PRs #708 and #896 are hybrid or auxiliary-loss approaches. PR #903 is closer to this line of work because it also includes a detached diagnostic probe, but its main reported model is still a CE-trained JEPA-augmented system rather than a backbone trained in a pure detached-probe regime.

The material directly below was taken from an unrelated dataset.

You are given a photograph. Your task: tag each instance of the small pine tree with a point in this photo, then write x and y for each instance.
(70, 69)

So none of them are apples-to-apples comparisons with this setup.

## Main Takeaways

- Stronger Transformer backbone plus slot-based targets improved pure JEPA substantially over earlier attempts.
- Once that latent family was in place, objective changes only moved the result a little, except `masked_slot_jepa`, which was clearly worse.
- Richer within-patch encoders mostly did not help; `conv_patch` only barely beat the baseline MLP encoder.
- Lower JEPA loss did not reliably translate into lower exact-byte `bpb`.
- The current bottleneck looks like latent/interface design, not just encoder capacity or loss choice.

## What Still Looks Wrong

- The temporal path still appears too summary-dominant: the backbone mostly reasons over patch summaries, not the full slot history.
- The future-latent predictor is still effectively too deterministic for byte compression, so it likely averages over plausible futures.
- The detached exact decoder can learn, but the frozen JEPA features still appear too lossy for exact byte prediction.

## Evidence Kept in This Folder

- [Historical notes](JEPA_SUMMARY.md)
- [Objective comparison recovered from logs](results/objective_screen_from_logs.md)
- [Backbone comparison summary](results/backbone_screen/summary.json)
- [Patch-encoder comparison: `mlp_baseline`](results/encoder_screen_mlp_baseline/summary.json)
- [Patch-encoder comparison: `conv_patch`](results/encoder_screen_conv_patch/summary.json)
- [Patch-encoder comparison: `patch_transformer`](results/encoder_screen_patch_transformer/summary.json)
- [Patch-encoder comparison: `latent_queries`](results/encoder_screen_latent_queries/summary.json)

## Reproduction

Smoke:

```bash
cd records/track_non_record_16mb/2026-03-26_BytePatchJEPA_TransformerOnly
env SELF_TEST=1 python3 train_gpt.py
python3 summarize_sweep.py --self-test
python3 launch_runpod_probe.py --phase smoke --gpu-count 1
```

Backbone comparison:

```bash
cd records/track_non_record_16mb/2026-03-26_BytePatchJEPA_TransformerOnly
python3 launch_runpod_probe.py --phase backbone_screen --gpu-count 4
```

Objective comparison:

```bash
cd records/track_non_record_16mb/2026-03-26_BytePatchJEPA_TransformerOnly
python3 launch_runpod_probe.py --phase objective_screen --gpu-count 4
```

This folder is a research non-record writeup. It does **not** claim a validated 16MB artifact submission.